Jorge Calles
Los resultados de las elecciones del domingo último no fueron sorpresivos. No obstante, ameritan un análisis detallado. Que la obviedad no nos obnubile: el autoritarismo se consolida. De momento, destaco tres asuntos acerca de la fuerza demostrada por el partido del presidente, especialmente en los comicios del Estado de México:
Una. Morena, a pesar de no contar con las características plenas de un partido político es ya la primera—y más poderosa—fuerza electoral del país. No por nada, López Obrador se mostró alegre y confiado en su plática mañanera del lunes. Si antes de los comicios las repetidas encuestas de preferencias resultaban suficientes para otorgarle tranquilidad al presidente, la histórica victoria del Estado de México prácticamente le garantiza que el próximo año será relevado por quien él elija.
Dos. La fuerza creciente de Morena va muy de la mano de la renovación de la estructura autoritaria del régimen contra el que hemos luchado buena parte de los mexicanos durante más de tres décadas. Por un lado, las viejas componendas en las cúpulas de poder se hicieron presentes. Del Mazo no movió suficientemente la estructura de su partido en EdoMex para facilitar la llegada de Delfina y Morena se ocupó de distraer a la suya, mediante la promoción de candidaturas satelitales menores para debilitar a Guadiana en Coahuila, candidato, de por sí, poco atractivo y débil. Por otra, la fuerza electoral del clientelismo asistencial del gobierno de López Obrador mostró su músculo. Así pues, los arreglos políticos, basados en el intercambio de intereses e impunidad, más el fortalecimiento del brazo subsidiario estatal le arrojaron buenos dividendos al poder, tal como ocurría en la época hegemónica dorada del priísmo, que vive hoy el más frío y triste de sus inviernos.
Tres. La caída de uno de los bastiones más importantes del priísmo, no sólo por ser un estado con una de las más importantes economías del país y contar con un padrón electoral significativo, sino por ser cuna de uno de los grupos políticos más importantes de los últimos tiempos—el grupo Atlacomulco—ha suscitado que los seguidores del presidente hayan elaborado y anunciado con estridencia, por todos los medios, el acta de defunción del otrora gran partido, el tricolor. Este hecho, sin duda, da cuenta de lo exitoso que el discurso presidencial ha resultado: el viejo régimen lo representaba el PRI y su hipócrita aliado, el PAN. Aniquilado, y muy pronto sepultado, el PRI—y, con él, su viejo régimen—ha quedado reducido a sus recuerdos. Su lugar es ocupado, ahora, por Morena, cuna de la gran figura histórica, el presidente, cuyo valor trasciende a los mezquinos Salinas, sus tecnócratas y todos aquellos que se valieron de la debilidad estructural del pueblo bueno para saquear al país y entregarlo a los intereses extranjeros.
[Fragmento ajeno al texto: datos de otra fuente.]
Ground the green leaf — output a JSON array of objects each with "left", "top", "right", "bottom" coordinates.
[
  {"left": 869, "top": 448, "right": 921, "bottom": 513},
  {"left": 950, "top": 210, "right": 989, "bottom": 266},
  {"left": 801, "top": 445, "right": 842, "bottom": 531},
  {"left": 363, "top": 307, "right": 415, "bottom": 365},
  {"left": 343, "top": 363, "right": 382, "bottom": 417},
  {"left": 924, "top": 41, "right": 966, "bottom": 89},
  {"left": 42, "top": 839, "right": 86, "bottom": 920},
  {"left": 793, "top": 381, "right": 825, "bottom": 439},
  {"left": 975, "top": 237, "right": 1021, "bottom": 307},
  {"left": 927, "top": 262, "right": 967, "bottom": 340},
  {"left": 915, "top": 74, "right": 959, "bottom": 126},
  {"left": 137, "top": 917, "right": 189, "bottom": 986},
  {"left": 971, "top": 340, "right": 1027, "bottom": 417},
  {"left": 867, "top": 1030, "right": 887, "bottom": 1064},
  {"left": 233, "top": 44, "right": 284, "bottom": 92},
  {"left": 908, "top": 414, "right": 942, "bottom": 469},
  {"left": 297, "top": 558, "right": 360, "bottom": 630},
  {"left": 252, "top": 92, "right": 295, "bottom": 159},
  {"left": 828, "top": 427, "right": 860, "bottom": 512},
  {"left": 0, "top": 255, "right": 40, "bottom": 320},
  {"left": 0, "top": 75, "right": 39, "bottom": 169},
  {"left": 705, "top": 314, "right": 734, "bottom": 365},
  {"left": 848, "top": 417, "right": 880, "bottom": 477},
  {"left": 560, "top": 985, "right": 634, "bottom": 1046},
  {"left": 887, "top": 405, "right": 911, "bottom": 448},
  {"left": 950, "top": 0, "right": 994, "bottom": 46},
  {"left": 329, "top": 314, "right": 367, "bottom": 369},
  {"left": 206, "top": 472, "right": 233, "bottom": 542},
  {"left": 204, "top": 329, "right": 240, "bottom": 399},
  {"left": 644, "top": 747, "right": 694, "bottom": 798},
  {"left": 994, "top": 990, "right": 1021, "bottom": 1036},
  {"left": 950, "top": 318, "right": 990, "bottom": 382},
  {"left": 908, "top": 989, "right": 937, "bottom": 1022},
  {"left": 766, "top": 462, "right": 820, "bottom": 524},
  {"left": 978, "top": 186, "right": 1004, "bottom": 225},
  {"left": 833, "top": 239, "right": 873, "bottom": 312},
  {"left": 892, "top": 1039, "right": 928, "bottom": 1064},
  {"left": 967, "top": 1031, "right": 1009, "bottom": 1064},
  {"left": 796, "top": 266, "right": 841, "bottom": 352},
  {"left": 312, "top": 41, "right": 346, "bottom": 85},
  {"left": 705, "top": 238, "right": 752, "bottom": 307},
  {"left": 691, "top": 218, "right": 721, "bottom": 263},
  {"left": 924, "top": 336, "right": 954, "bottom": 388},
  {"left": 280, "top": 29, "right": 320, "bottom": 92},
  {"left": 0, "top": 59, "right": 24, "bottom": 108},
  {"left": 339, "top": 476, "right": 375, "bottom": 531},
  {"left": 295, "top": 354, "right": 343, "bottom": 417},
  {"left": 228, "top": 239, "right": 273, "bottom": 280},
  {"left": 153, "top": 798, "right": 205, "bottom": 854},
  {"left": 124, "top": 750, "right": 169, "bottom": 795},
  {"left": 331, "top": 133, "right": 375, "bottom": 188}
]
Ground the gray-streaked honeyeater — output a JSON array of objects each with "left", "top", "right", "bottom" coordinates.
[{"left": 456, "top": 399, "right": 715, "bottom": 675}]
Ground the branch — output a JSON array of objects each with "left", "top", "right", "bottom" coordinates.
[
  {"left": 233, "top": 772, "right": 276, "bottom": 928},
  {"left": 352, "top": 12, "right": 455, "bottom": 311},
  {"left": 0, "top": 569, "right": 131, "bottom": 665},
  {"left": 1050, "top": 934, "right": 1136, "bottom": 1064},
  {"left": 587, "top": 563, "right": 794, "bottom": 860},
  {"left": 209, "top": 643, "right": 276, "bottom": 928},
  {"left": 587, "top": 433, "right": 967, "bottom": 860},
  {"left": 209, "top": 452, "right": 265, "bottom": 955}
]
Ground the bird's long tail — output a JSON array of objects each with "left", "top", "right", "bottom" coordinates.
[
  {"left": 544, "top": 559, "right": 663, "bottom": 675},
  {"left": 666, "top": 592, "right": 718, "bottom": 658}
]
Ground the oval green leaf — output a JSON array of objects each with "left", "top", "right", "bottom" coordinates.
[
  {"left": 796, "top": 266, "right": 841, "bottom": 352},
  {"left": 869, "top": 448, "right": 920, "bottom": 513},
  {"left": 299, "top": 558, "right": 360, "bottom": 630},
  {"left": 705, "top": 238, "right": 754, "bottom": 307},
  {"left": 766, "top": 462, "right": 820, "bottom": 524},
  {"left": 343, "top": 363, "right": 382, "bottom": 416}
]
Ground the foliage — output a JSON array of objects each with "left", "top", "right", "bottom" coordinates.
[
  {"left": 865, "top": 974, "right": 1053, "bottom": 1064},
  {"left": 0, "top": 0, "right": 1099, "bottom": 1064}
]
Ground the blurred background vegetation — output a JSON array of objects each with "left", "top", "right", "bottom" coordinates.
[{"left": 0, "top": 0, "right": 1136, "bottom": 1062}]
Éste es, quizás, el más importante de los éxitos del presidente. Ha conseguido reducir la polifonía propia de una sociedad compleja—que ha venido exigiendo la democratización de todas sus esferas—a una conversación pública dicotómica, en la que la voz más relevante es la suya y las de quienes con él se identifican bajo la categoría de “buenos”, que hace desaparecer sus diferencias y contradicciones, y los demás, los “malos”, personajes identificados con el viejo régimen, sus desviaciones y privilegios. En la celebración, olvidan que el PRI no era el viejo régimen, sino su agencia de empleos. Embelesados por su amor al presidente, olvidan que la característica fundamental del viejo
régimen era el control centralizado del poder, empleado fundamentalmente para asegurar la permanencia en él de sus detentadores, vía la reducción de la sociedad civil a su mínima y más inofensiva expresión. El discurso presidencial les ha hecho perder de vista, además, que Morena es ahora la nueva agencia de empleos de los gobiernos en turno. Tan es así—y este es otro asunto que ha caído en el olvido—que muchos de los políticos priístas, orientados no por un espíritu de servicio y con miras al futuro colectivo, sino por intereses codiciosamente egoístas, se han cambiado de barco: ahora son morenistas. Baste mencionar un apellido: Bartlett. Lo más grave: era el uso autocrático del poder y sus consecuentes abusos, entre ellos la corrupción que ya nos ha desbordado, la principal característica del así llamado “viejo régimen”. El presidente ha revivido el modelo y lo ejerce mejor que nadie. Una prueba: el ejercicio priísta del poder era prácticamente reprobado de manera unánime. Hoy, una buena parte de la población aplaude y celebra los excesos del presidente.